Most current LLM agents operate reactively, lacking the ability to simulate future outcomes before committing to a decision. While fine-tuning agents on look-ahead traces is a common post-training strategy, it often results in "superficial mimicry"—the agent mimics the format of foresight without possessing genuine predictive grounding. To move beyond this, the authors propose internalizing a world model directly into the autoregressive policy, allowing the model to verbalize prospective state rollouts and plan-conditioned success estimates (a textual analogue to Q-values).

A Three-Stage Training Paradigm

To bridge the gap between format mimicry and true predictive capability, the authors introduce a structured, capability-first training pipeline:

  1. World Model Agentic Mid-Training (WM-AMT): This initial stage focuses on injecting latent predictive capabilities into the policy, ensuring the model learns to model world dynamics rather than just predicting the next token in a sequence.
  2. Format-Eliciting SFT (FE-SFT): Once the underlying capability is established, this stage uses Supervised Fine-Tuning to structure the output, teaching the model how to express its internal simulations in a coherent, usable format.
  3. Foresight-Conditioned Reinforcement Learning (FC-RL): The final stage refines the model's performance through RL, specifically focusing on the calibration and utility of the generated simulations. This ensures the agent's "what-if" reasoning is both accurate and useful for decision-making.

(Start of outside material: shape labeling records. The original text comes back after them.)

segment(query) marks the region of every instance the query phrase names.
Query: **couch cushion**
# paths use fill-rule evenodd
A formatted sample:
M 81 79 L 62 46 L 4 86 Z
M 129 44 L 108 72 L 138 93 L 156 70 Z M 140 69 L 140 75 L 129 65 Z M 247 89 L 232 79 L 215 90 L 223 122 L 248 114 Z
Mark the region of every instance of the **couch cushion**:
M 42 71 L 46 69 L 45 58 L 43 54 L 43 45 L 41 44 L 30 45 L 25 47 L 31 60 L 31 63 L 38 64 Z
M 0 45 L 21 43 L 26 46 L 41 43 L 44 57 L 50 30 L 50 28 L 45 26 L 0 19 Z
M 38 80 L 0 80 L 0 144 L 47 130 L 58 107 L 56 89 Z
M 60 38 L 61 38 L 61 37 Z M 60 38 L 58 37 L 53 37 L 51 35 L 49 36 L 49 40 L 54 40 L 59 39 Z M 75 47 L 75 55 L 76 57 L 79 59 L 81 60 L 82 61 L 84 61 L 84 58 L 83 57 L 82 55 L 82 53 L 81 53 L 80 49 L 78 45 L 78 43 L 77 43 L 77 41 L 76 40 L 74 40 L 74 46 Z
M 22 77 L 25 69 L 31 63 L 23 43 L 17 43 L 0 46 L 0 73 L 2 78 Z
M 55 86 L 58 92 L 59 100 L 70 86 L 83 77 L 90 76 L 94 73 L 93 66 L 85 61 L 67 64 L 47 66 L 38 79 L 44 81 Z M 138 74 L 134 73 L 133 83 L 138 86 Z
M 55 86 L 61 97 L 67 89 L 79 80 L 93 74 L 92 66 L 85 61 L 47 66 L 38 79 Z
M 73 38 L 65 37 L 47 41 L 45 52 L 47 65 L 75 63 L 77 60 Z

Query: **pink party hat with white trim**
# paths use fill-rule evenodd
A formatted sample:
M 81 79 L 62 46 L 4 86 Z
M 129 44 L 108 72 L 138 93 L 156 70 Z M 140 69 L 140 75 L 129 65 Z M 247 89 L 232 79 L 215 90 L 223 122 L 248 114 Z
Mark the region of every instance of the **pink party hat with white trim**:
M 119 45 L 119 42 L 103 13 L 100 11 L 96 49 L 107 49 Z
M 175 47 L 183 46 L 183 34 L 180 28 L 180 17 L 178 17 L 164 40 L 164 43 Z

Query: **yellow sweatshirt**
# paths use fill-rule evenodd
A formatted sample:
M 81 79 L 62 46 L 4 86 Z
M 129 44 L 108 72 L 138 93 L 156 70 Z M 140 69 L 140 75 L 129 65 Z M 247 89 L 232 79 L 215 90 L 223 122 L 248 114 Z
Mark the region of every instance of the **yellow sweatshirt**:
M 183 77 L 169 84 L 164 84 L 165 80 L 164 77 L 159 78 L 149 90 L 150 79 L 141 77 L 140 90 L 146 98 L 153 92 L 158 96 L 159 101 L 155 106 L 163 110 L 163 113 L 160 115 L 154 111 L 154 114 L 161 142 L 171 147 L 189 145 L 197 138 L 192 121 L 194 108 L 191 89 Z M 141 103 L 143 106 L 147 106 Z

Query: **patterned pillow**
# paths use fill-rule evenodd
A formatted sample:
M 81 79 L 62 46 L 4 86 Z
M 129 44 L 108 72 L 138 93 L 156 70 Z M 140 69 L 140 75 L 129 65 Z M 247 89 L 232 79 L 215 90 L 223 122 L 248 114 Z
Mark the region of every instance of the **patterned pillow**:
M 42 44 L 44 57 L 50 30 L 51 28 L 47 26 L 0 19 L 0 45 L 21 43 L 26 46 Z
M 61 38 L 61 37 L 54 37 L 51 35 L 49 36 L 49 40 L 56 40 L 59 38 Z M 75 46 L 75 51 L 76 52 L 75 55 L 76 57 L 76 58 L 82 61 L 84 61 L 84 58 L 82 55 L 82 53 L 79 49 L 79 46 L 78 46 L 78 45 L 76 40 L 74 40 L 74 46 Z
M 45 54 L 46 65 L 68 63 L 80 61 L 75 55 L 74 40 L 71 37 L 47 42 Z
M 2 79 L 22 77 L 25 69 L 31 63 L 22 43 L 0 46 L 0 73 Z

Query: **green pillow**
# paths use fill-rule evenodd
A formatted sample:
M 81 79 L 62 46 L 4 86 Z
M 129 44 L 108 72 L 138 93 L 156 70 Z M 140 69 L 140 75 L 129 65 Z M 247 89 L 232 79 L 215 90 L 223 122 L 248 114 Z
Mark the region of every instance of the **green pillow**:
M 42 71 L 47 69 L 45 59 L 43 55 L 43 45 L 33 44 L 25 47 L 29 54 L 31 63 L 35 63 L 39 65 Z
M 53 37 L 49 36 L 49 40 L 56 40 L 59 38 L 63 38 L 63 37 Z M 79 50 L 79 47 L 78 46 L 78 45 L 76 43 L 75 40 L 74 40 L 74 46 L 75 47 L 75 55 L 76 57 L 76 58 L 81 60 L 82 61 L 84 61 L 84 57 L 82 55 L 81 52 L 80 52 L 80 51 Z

By separating the acquisition of predictive capability from the formatting of that output, the model achieves more grounded and reliable foresight compared to standard fine-tuning approaches. The authors demonstrate that this approach consistently outperforms existing baselines in search and mathematical reasoning tasks, proving that effective internal world modeling requires a multi-stage, capability-first training pipeline.